Subsidies also grew by 25.8% to €5.6 billion. This development is due, among other reasons, to the increase in public transport subsidies. Meanwhile, interest income increased 6.4% to €3.6 billion.
Social transfers in kind rose by 5.2% to €34.58 billion, with spending on pharmaceuticals increasing by 4.6%, spending on health care agreements by 5.9% and spending on educational agreements by 1.9%.
Social benefits other than transfers in kind amount to €4.97 billion, an increase of 1.3% compared to 2021, largely due to dependency benefits. Investment grew 0.9% compared to 2021 and reached €14.32 billion.
Transfers between general government increased by €10.43 billion. This increase is mainly due to the effect in favour of the state of the final settlement for 2020, which was €8.45 billion more than the final settlement for 2019.

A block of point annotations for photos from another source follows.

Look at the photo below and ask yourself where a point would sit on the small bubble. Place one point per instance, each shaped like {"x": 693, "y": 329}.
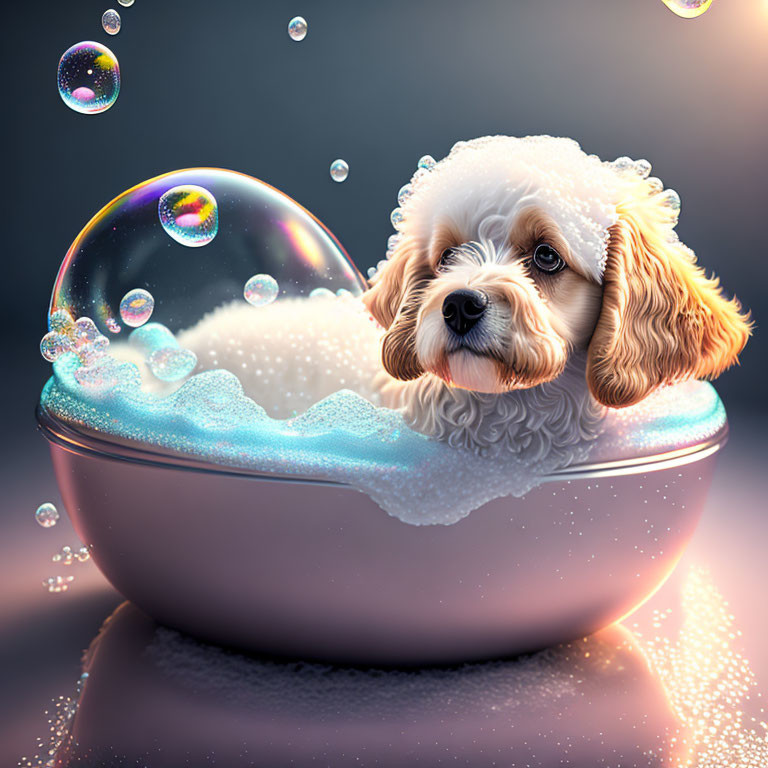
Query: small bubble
{"x": 339, "y": 170}
{"x": 111, "y": 22}
{"x": 261, "y": 290}
{"x": 88, "y": 78}
{"x": 53, "y": 345}
{"x": 47, "y": 515}
{"x": 62, "y": 321}
{"x": 321, "y": 293}
{"x": 297, "y": 28}
{"x": 189, "y": 214}
{"x": 136, "y": 307}
{"x": 58, "y": 583}
{"x": 405, "y": 192}
{"x": 427, "y": 163}
{"x": 688, "y": 9}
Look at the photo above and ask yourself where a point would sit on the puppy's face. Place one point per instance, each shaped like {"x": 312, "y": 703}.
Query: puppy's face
{"x": 493, "y": 316}
{"x": 515, "y": 253}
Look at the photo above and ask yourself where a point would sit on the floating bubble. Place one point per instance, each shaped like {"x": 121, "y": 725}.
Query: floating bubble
{"x": 189, "y": 214}
{"x": 261, "y": 290}
{"x": 172, "y": 363}
{"x": 427, "y": 163}
{"x": 58, "y": 583}
{"x": 89, "y": 77}
{"x": 136, "y": 307}
{"x": 688, "y": 9}
{"x": 339, "y": 170}
{"x": 111, "y": 21}
{"x": 47, "y": 515}
{"x": 297, "y": 28}
{"x": 62, "y": 321}
{"x": 671, "y": 199}
{"x": 54, "y": 345}
{"x": 405, "y": 192}
{"x": 321, "y": 293}
{"x": 67, "y": 555}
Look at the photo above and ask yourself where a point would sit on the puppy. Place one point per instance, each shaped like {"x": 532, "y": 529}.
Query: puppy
{"x": 531, "y": 286}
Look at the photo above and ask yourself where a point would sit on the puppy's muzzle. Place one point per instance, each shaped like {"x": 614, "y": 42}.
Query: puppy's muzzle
{"x": 463, "y": 309}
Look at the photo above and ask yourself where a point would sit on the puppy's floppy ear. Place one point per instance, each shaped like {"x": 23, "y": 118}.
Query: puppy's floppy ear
{"x": 394, "y": 301}
{"x": 384, "y": 297}
{"x": 662, "y": 319}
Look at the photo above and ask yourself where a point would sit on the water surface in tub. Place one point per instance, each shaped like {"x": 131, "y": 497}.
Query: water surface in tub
{"x": 342, "y": 435}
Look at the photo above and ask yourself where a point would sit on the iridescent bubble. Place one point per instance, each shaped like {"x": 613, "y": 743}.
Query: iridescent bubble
{"x": 339, "y": 170}
{"x": 688, "y": 9}
{"x": 427, "y": 163}
{"x": 171, "y": 363}
{"x": 189, "y": 214}
{"x": 54, "y": 345}
{"x": 111, "y": 22}
{"x": 321, "y": 293}
{"x": 58, "y": 583}
{"x": 62, "y": 321}
{"x": 261, "y": 290}
{"x": 405, "y": 192}
{"x": 89, "y": 77}
{"x": 136, "y": 307}
{"x": 47, "y": 515}
{"x": 297, "y": 28}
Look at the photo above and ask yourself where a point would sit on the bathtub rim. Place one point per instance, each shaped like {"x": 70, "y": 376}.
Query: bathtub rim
{"x": 62, "y": 434}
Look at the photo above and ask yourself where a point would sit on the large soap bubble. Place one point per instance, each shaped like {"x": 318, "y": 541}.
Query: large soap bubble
{"x": 126, "y": 248}
{"x": 88, "y": 77}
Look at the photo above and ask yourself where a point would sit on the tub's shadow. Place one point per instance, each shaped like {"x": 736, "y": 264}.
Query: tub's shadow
{"x": 163, "y": 699}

The distribution of the deficit by regional government is as follows:
Local Bodies
Regional administrations recorded a deficit of €1.65 billion, equivalent to 0.12% of GDP, compared to a surplus of 0.29% in 2021. This negative balance is cyclical and of a technical nature. In particular, this is due to the negative settlement faced by Local Bodies, because in 2020, despite the fall in tax revenues, the state did not change the payments on account to the Territorial Administrations ,so that they could continue to provide their services with quality.

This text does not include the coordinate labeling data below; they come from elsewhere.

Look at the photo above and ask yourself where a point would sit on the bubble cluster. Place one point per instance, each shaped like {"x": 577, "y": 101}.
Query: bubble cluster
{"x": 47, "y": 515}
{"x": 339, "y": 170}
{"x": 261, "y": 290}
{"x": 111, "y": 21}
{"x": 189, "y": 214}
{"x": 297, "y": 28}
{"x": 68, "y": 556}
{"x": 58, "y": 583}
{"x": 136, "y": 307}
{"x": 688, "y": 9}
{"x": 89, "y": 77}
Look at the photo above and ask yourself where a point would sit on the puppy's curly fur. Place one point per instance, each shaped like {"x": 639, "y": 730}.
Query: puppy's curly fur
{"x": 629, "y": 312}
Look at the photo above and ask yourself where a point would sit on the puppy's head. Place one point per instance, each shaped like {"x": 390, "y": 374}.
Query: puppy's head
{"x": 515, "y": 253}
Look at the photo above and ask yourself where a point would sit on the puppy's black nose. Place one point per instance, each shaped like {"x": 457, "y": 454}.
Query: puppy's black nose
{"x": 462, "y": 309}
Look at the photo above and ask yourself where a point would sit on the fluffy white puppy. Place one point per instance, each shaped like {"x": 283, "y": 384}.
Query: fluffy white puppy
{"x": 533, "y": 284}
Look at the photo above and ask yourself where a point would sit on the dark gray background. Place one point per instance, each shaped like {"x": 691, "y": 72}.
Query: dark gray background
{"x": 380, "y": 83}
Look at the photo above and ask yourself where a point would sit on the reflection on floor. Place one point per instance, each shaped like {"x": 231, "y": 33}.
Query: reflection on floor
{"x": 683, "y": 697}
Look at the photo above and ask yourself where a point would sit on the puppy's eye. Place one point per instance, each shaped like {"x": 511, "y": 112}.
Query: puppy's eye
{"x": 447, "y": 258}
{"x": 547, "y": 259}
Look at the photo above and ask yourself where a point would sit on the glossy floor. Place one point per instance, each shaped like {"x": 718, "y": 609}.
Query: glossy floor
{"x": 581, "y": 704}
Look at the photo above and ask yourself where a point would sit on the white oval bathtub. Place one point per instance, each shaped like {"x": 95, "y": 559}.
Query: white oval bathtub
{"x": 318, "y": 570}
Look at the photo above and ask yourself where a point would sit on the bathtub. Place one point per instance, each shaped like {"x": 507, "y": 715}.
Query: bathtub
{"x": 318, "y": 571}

The government is going to compensate this negative liquidation of the EELLs in three years (2022, 2023 and 2024), following the Local Treasuries Law. In compliance with accounting rules, the negative settlement of 2020, amounting to €2.9 billion, is all imputed in 2022. Compensation, on the other hand, will be imputed over three years. This decoupling explains why local governments ran deficits in 2022. In fact, if this effect were not taken into account, Local Bodies would have closed last year with a slight surplus. This is therefore an accounting issue that will be reversed in 2023 and 2024, and the effect of the payment of the settlements will mean more surpluses for the municipalities.
Analysing the revenue performance shows an increase of 7.7% compared to 2021, an increase of €6.26 billion. This improvement was driven by higher tax revenues, which grew by 1.7%, reflecting the improvement in economic activity.

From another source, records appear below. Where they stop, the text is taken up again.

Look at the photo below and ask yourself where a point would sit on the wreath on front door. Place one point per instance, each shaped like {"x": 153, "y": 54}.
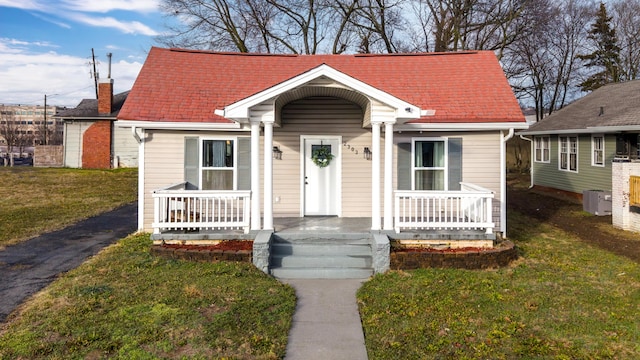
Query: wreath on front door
{"x": 322, "y": 156}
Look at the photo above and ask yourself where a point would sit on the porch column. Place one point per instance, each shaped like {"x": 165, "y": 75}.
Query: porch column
{"x": 388, "y": 176}
{"x": 375, "y": 176}
{"x": 255, "y": 175}
{"x": 268, "y": 175}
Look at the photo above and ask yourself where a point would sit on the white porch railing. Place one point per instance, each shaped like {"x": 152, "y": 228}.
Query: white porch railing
{"x": 468, "y": 208}
{"x": 177, "y": 208}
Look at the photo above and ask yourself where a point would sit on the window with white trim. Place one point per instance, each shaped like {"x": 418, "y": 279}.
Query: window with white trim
{"x": 541, "y": 148}
{"x": 597, "y": 150}
{"x": 430, "y": 164}
{"x": 217, "y": 164}
{"x": 568, "y": 151}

The second source of financing corresponds to transfers received from other public administrations with €35.5 billion, 15.3% higher than at the end of 2021. This increase is mainly due to higher resources received from the state, 18.4% higher than in 2021.
Expenditure, on the other hand, increased by 14.6%. The main increases were in compensation of employees, which grew by 5.1%; intermediate consumption increased by 13.6%; transfers between public administrations increased by 34.3%; and last, gross capital formation grew by 24.9%.